Call it history rewritten in the latest Australian Financial Review (née BRW) Rich List (the last from John Stensholt before he shuffles off to The Australian to do something similar). In an entry on the three founders of Flight Centre, a major development from 11 years ago was omitted completely, one so important that it has enabled the three Flight Centre founders to become centimillionaires and members of the Rich List.

“The original three founders of Flight Centre — Graham Skroo Turner, Bill James and Geoff Harris – still hold 40% of the public company’s stock, occupying spots 84, 85 and 86 on this year’s Financial Review Rich List,” the entry begins.

Harris states that, “There’s basically an agreement between the three of us that we don’t want to sell down because we believe strongly in the vision and the future.” That wasn’t the case back in early 2007 when Flight Centre was at the end of a messy buyout bid from local private equity group, Pacific Equity Partners. The founders wanted to take the company private, financed by PEP, offering $17.20 a share, or $1.6 billion in all. Selling out was very much an option back then.

But the founders couldn’t vote their 57% of shares at a key shareholder meeting to approve the buyout, so remaining shareholders stakes were more than double their actual voting power. The key vote was held by fund management firm Lazard, with a 12% stake (the fourth largest in the company).

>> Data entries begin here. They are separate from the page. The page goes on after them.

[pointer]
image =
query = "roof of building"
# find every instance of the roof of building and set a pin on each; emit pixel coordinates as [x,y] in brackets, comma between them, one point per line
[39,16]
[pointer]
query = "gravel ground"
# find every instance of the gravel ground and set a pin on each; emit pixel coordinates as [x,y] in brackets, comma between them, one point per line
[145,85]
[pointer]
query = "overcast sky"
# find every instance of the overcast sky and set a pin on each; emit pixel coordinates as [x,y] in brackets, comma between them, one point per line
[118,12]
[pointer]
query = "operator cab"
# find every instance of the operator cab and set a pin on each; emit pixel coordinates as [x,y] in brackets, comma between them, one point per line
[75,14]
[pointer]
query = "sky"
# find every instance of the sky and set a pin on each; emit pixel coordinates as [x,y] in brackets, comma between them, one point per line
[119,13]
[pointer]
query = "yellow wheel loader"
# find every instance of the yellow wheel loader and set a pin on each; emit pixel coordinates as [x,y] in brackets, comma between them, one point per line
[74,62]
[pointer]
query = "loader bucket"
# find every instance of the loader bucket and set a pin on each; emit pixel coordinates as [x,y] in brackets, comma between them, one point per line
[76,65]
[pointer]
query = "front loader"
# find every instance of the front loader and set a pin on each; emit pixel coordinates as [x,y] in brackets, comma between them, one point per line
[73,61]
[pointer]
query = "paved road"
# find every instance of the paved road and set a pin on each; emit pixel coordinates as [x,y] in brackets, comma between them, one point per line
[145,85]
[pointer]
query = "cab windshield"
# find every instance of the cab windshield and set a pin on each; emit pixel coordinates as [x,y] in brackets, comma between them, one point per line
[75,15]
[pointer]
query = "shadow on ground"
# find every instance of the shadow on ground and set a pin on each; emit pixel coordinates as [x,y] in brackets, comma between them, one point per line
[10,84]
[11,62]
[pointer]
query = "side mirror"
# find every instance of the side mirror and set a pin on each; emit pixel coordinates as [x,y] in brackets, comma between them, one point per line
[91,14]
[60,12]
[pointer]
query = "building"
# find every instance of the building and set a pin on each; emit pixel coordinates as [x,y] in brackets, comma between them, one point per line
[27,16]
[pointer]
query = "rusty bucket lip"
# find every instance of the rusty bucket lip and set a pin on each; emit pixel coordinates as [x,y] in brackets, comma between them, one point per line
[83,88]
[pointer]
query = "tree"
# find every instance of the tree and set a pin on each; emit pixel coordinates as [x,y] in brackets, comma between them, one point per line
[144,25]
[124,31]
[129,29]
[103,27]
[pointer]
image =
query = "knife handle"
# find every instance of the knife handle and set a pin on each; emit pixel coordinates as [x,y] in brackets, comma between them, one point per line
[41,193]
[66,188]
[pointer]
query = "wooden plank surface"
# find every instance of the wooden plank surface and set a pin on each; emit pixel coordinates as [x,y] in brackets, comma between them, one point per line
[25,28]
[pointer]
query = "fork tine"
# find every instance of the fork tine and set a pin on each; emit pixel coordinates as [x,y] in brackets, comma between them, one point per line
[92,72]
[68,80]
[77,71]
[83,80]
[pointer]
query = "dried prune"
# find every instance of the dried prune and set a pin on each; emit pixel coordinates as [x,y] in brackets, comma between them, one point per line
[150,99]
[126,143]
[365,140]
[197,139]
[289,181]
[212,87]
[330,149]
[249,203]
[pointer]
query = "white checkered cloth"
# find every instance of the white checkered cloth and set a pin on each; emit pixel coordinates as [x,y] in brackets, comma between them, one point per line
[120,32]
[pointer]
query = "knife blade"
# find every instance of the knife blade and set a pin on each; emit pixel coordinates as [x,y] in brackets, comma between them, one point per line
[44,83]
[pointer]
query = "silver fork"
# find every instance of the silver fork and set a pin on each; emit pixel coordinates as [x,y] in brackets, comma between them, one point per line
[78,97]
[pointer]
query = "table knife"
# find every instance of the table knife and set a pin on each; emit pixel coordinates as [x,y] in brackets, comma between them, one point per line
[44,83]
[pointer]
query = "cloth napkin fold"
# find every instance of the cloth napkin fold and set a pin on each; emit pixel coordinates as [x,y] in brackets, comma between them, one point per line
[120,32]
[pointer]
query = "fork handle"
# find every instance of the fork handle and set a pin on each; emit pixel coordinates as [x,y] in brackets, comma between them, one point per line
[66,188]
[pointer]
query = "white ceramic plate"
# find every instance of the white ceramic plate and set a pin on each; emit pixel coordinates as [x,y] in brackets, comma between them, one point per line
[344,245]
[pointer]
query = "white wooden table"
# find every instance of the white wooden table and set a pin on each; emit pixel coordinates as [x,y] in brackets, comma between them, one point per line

After weeks of lobbying and meetings over the vote at the scheme of arrangement meeting to approve the buyout (it needed approval from 75% of shareholders eligible to vote) Lazard voted against the deal.

And that vote, while criticised at the time, was the making of Flight Centre, and Turner, James and Harris. The company is now valued at more than $6.4 billion (four times the original buyout value) and shares hit an all-time-record high of $63 last Tuesday. Lazard’s no vote ended up making Flight Centre and its founders mega rich. But you wouldn’t have known that from reading the AFR Rich List.